MOSES LAKE, Wash. — The Moses Lake School District announced Tuesday that it is one of the several districts across the state working on a plan to reduce staffing.
Superintendent Dr. Joshua Meek said the district's goal is to preserve as many positions as possible while it works to become financially stable. He said this will be done by not filling or replacing some vacated positions created by retirement or resignation.
He said the district will increase some class sizes.
“The most noticeable impact and difference for students and families will be class sizes that have been operating below or well below the class size targets will be brought up to class size standards," Meek said. "We value our students and staff and take our commitment to their care and well-being seriously. We will be working closely with our employee groups to discuss all of our options as our intent is to save jobs and continue to support Moses Lake School District staff and their families.”
Recent changes to state funding and levy limitations altered the financial outlook of the district, according to district spokesperson McKenna Bruner.
Since 2018, the district lost $11,791,980 of revenue to fund and operate the district, Bruner said. The 2018 levy collected $17,946,309 and the 2019 Levy is only collecting $6,154,329.

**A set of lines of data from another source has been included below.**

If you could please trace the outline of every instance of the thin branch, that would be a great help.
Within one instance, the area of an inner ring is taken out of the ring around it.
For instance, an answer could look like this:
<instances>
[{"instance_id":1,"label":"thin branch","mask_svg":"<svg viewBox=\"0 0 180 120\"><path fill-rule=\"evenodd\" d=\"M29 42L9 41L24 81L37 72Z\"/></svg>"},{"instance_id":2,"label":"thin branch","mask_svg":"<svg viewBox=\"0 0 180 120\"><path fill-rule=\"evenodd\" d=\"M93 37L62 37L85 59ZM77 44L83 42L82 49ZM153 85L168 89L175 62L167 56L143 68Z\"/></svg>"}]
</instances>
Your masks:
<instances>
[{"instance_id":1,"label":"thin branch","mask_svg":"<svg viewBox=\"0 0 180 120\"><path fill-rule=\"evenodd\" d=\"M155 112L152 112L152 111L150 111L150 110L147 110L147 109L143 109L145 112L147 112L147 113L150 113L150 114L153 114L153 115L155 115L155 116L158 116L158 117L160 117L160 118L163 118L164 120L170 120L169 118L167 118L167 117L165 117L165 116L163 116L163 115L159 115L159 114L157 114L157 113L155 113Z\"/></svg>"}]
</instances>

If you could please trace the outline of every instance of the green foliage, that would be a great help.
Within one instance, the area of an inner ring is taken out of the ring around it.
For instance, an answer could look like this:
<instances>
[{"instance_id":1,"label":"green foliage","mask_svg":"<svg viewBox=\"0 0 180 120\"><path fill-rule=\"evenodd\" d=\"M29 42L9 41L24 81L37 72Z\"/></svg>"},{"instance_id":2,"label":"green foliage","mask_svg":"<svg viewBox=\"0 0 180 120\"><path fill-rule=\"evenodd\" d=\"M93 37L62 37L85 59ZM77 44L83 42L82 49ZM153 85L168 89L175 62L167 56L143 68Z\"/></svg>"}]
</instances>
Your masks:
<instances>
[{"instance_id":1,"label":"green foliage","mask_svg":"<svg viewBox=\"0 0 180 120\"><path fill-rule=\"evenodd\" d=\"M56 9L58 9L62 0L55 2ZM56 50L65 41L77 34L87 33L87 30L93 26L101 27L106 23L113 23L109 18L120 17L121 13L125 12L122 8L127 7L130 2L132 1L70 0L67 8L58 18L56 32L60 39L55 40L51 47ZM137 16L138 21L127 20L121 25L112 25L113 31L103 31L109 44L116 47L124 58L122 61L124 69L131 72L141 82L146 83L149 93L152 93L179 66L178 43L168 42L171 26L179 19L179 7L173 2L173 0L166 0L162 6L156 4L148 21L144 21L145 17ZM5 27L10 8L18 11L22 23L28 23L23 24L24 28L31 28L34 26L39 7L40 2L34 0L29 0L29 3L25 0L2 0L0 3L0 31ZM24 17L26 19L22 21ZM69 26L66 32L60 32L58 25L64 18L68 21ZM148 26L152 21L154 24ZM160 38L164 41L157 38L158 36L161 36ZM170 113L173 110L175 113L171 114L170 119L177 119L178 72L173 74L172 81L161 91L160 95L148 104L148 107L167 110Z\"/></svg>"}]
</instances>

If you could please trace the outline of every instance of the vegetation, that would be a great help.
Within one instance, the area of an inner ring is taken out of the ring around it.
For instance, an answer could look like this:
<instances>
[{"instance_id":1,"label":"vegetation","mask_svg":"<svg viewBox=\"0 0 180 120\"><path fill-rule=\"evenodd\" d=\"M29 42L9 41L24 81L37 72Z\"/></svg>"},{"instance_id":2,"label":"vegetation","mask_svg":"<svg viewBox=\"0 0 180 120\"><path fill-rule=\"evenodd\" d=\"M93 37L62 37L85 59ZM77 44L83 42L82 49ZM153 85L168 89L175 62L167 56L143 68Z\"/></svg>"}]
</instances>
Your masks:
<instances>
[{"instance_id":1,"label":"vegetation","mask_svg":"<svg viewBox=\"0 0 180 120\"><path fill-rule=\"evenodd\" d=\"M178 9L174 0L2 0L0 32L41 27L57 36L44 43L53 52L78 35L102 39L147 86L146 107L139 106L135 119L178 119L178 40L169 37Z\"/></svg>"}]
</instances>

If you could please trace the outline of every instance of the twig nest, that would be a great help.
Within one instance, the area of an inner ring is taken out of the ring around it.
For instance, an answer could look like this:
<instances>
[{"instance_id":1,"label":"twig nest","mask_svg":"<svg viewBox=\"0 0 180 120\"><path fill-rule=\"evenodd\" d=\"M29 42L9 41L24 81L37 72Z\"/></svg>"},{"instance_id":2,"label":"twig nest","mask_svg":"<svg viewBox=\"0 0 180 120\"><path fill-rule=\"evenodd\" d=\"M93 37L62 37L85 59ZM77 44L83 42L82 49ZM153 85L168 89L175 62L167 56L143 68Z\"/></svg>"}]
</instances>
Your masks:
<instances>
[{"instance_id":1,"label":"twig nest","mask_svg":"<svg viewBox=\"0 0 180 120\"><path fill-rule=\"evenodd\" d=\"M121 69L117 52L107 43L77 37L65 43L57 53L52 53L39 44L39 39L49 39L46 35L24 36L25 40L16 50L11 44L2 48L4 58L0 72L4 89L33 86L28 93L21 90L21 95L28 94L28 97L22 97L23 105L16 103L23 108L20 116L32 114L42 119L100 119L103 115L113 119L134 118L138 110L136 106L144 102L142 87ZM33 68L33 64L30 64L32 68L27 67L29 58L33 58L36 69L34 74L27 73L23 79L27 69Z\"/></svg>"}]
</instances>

“While it is factual that the state has increased their allocation funding in lieu of the loss in levy dollars, the way the district can utilize that funding is extremely limited. Many of the funds have specific programs that limit and provide guidelines as to how those dollars are spent. It is important to note that the financial impact of the state’s response to the McCleary decision not only impacts our teachers, but it will also have an impact on our ability to fund administration and support staff,” Bruner said in a press release.
Bruner said recent collective bargaining efforts between the district and local unions have resulted in an increase of human resource costs of over $8.7 million. The state allocation for teachers gives Moses Lake School District $69,433 per full time teacher but the average salary for teachers in the district is $81,935.
According to Bruner, student enrollment is another factor impacting the districts budget. The district saw an enrollment increase of 1.5 percent over the past 4 years.
Bruner said the numbers impact the allocated stated school funding.
District leaders said undesignated district reserves stand at 2.3 percent of the overall budgeted expenditures. They said current school district policy expects a 12.5 percent undesignated district reserve.
The district has not announced any layoffs.